Bisogna avere un prodotto naturale”. La vocazione del territorio, del resto, permette il totale recupero della tradizione. La storica Saida Grifoni, nel convegno, ha ricordato come i primi ‘industriali’ del settore furono i romani. Tutte le vele delle loro navi erano di canapa e l’importanza strategica della coltivazione è dimostrata anche dal fatto che oltre 2000 anni fa i romani, per tutelare le coltivazioni (soprattutto in Gallia ed attorno a Bologna) crearono il ‘Magistrato della canapa’.
La collezionista e promoter dell’artigianato della canapa, Patrizia Failli, ha esposto tantissimi tessuti antichi, dimostrando sia la versatilità di impiego (dai sacchi del mugnaio ai vestiti, dalle tovaglie alla biancheria), sia l’enorme resistenza e durata della tela. I dati economici del ‘Linificio canapificio nazionale’ (Gruppo Marzotto) sono stati illustrati da Giuseppe Esposito, responabile marketing e dei prodotti-moda. “Noi ogni anno lavoriamo 5.000 tonnellate, di cui solo il 10% di canapa.

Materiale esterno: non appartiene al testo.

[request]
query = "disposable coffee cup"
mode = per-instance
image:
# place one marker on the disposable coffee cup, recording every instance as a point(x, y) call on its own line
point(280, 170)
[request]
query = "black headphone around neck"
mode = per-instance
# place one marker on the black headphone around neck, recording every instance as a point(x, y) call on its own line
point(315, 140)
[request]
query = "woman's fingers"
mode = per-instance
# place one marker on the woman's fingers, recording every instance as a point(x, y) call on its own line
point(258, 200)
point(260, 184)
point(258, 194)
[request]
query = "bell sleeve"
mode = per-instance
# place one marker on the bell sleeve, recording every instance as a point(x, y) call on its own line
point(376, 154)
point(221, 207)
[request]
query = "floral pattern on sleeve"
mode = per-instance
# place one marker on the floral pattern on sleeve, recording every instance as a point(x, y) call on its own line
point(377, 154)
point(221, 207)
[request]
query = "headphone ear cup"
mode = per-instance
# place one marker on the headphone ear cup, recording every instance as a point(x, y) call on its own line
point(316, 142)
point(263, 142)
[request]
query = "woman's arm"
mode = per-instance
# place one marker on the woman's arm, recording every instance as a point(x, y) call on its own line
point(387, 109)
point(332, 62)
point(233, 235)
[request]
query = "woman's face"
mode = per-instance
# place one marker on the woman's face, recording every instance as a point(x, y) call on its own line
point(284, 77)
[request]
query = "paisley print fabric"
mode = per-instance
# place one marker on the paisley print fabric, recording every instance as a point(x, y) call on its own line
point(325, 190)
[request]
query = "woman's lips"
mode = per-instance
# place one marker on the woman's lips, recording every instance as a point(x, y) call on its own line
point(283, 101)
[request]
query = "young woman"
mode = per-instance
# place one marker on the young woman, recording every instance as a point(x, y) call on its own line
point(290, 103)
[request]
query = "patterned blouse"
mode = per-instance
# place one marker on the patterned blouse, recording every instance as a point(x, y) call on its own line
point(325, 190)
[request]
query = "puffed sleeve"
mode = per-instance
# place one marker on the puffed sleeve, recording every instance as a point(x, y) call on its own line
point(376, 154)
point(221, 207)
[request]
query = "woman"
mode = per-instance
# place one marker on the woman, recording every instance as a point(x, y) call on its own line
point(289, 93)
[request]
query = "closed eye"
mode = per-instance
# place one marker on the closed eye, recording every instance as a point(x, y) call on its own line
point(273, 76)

Le percentuali in ambito tessile sono: 78% abbigliamento, 13% maglieria; 6% biancheria casa; 3% utilizzi tecnici (filtri e cordami). Anche domani saremo pronti a lavorare solo la canapa”. Per Assocanapa è intervenuto il presidente Felice Giraudo, che ha ammonito: “cerchiamo di evitare la costruzione di grandi stabilimenti per i semilavorati, a rischio diseconomia. Invece, occorre attrezzarsi per la sfibratura in campo od in un centro aziendale agricolo. I macchinari che sta studiando Assocanapa sono coerenti con questa filosofia”.
La battaglia ha trovato anche un alleato nel mondo della finanza: BancaVerde (Gruppo MPS). Lo ha spiegato Franco Fabbrini. “La Banca –ha detto- crede in una filiera eco-compatibile e le nostre analisi ci confermano l’esistenza di un mercato potenziale di grande interesse per i prodotti da essa derivati”. Il convegno di Alberese è stato curato da Angela Grimaldi, del Centro Culturale Canapa di Terriciola (Pi), che per i presenti ha effettuato anche una dimostrazione del suo impiego in cucina con ricette che sono andate dall’antipasto al dolce, dalla birra all’elisir.